JAMA: Is there really a physician shortage?

Thought leaders from Philadelphia-based University of Pennsylvania and the Association of American Medical Colleges sparred over the existence of a physician shortage in opposing viewpoints published by JAMA last week.

The physician shortage needs to be addressed
The piece from the AAMC, authored by President and CEO Darrell Kirch, MD, and Kate Petelle, a senior writer from AAMC, defended the association's latest projections, which estimate a potential shortfall of 40,800 to 104,900 physicians by 2030. The AAMC uses a multivariable approach to calculating these projections, taking uncertainty about future policy and financing, new care delivery models and technological developments into account.

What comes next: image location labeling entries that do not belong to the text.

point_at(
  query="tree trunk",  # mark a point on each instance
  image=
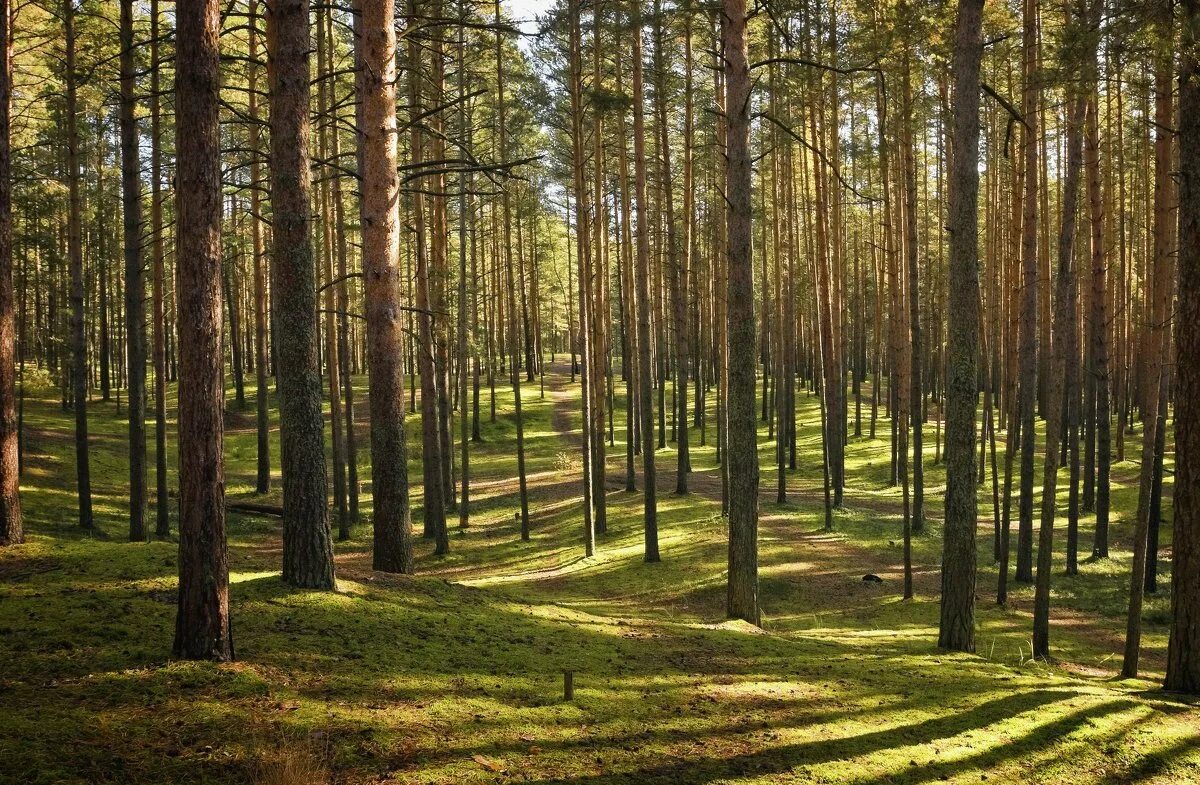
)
(262, 360)
(162, 496)
(1183, 648)
(75, 261)
(1061, 383)
(135, 288)
(1027, 349)
(376, 85)
(307, 544)
(202, 623)
(1156, 343)
(957, 627)
(11, 529)
(643, 305)
(743, 435)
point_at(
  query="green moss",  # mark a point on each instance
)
(455, 676)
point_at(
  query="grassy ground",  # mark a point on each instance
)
(455, 676)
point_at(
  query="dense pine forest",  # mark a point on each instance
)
(599, 391)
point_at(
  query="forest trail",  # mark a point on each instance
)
(417, 679)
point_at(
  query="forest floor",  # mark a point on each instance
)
(456, 675)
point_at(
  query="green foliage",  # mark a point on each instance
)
(455, 676)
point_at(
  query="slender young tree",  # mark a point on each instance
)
(1157, 330)
(376, 85)
(135, 286)
(262, 360)
(159, 300)
(742, 599)
(1027, 351)
(307, 541)
(645, 378)
(11, 528)
(76, 270)
(957, 627)
(202, 622)
(1183, 648)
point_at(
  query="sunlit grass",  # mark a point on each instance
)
(456, 675)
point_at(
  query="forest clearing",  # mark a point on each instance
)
(456, 675)
(597, 391)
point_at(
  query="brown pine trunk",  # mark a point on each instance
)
(1183, 648)
(135, 287)
(11, 529)
(75, 262)
(643, 306)
(1027, 349)
(202, 623)
(1063, 371)
(262, 360)
(1099, 377)
(162, 497)
(1157, 334)
(376, 85)
(514, 324)
(957, 624)
(743, 437)
(307, 544)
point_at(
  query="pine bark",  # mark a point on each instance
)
(162, 496)
(957, 625)
(645, 376)
(1183, 647)
(135, 283)
(11, 526)
(307, 543)
(742, 432)
(202, 622)
(75, 264)
(376, 85)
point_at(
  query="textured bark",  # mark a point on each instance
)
(307, 544)
(202, 623)
(1156, 340)
(1027, 351)
(433, 508)
(514, 323)
(582, 253)
(957, 624)
(1099, 378)
(135, 283)
(1183, 648)
(1061, 384)
(11, 529)
(262, 361)
(643, 306)
(916, 391)
(333, 348)
(465, 216)
(162, 497)
(75, 263)
(743, 435)
(376, 84)
(676, 263)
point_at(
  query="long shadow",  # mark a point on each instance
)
(786, 757)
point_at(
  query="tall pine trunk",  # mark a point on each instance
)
(135, 286)
(307, 544)
(743, 432)
(376, 85)
(202, 623)
(957, 627)
(11, 528)
(1183, 648)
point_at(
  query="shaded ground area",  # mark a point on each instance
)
(455, 676)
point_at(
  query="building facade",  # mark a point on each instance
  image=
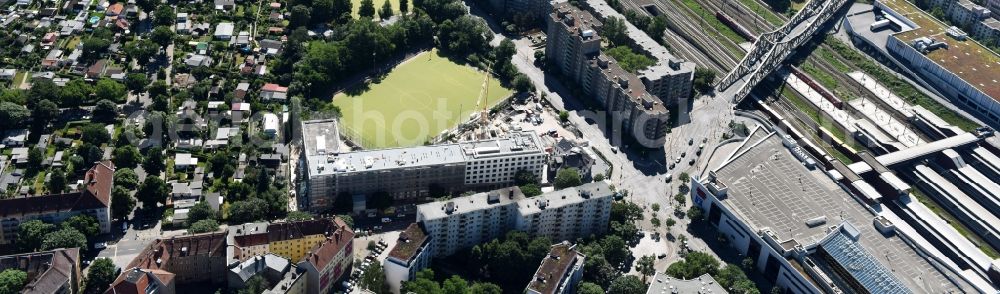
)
(573, 46)
(49, 272)
(290, 240)
(560, 215)
(559, 272)
(329, 262)
(407, 257)
(93, 200)
(416, 172)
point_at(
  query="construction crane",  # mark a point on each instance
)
(484, 114)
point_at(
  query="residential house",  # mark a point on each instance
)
(52, 271)
(273, 92)
(93, 200)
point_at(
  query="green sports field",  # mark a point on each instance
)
(416, 101)
(356, 5)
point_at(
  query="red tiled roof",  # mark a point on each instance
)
(274, 88)
(98, 181)
(323, 253)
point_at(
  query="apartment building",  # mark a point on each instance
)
(559, 272)
(411, 173)
(573, 46)
(181, 260)
(290, 240)
(566, 214)
(407, 257)
(54, 271)
(329, 262)
(94, 200)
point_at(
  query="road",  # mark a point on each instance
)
(641, 172)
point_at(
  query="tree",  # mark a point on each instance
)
(645, 266)
(373, 279)
(57, 181)
(108, 89)
(66, 237)
(298, 216)
(367, 9)
(615, 250)
(31, 233)
(423, 284)
(121, 202)
(100, 275)
(695, 213)
(126, 178)
(531, 190)
(567, 177)
(35, 158)
(162, 35)
(105, 111)
(200, 211)
(42, 90)
(299, 16)
(694, 264)
(44, 111)
(627, 285)
(154, 163)
(589, 288)
(386, 11)
(455, 285)
(94, 47)
(12, 281)
(253, 209)
(94, 134)
(127, 156)
(141, 50)
(203, 226)
(13, 115)
(703, 79)
(522, 84)
(136, 82)
(254, 285)
(152, 191)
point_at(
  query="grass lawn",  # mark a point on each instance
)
(356, 5)
(415, 102)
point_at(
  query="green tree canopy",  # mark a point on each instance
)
(121, 202)
(152, 191)
(12, 281)
(126, 178)
(83, 223)
(100, 275)
(13, 115)
(567, 177)
(66, 237)
(627, 285)
(31, 233)
(203, 226)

The No. 1 reason the AAMC believes the U.S. faces a serious and worsening physician shortage is the looming demographic changes. Dr. Kirch and Ms. Petelle note the U.S. population is expected to increase 12 percent by 2030, and increase by 55 percent among those who are 65 years or older. Roughly 10,000 Americans turn 65 years old each day, they wrote. This means the general population is aging — increasing the need for care — and many physicians are aging and looking to retire as well.

What physician shortage?
However, a conflicting viewpoint penned by authors from UPenn's Perelman School of Medicine and Wharton School challenges this, instead suggesting the U.S. has a surplus of physicians.

"A simple calculation estimating the number of physicians needed to care for all U.S. residents suggests no physician shortage," they wrote. They took the number of full-time primary care physicians — just over 388,000 — and applied the Agency for Healthcare Research and Quality's recommendation of patient panel size — between 1,500 and 2,000 patients. "Conservatively, if each of the 388,000 full-time primary care physicians cares for an average of 1,500 patients, they could care for an estimated 583 million people," the authors wrote.

The current U.S. adult population is 240 million. Based on the UPenn calculations, the U.S. only needs 160,000 primary care physicians with panel sizes of 1,500 to care for the current population, indicating a potential surplus based on this calculation method.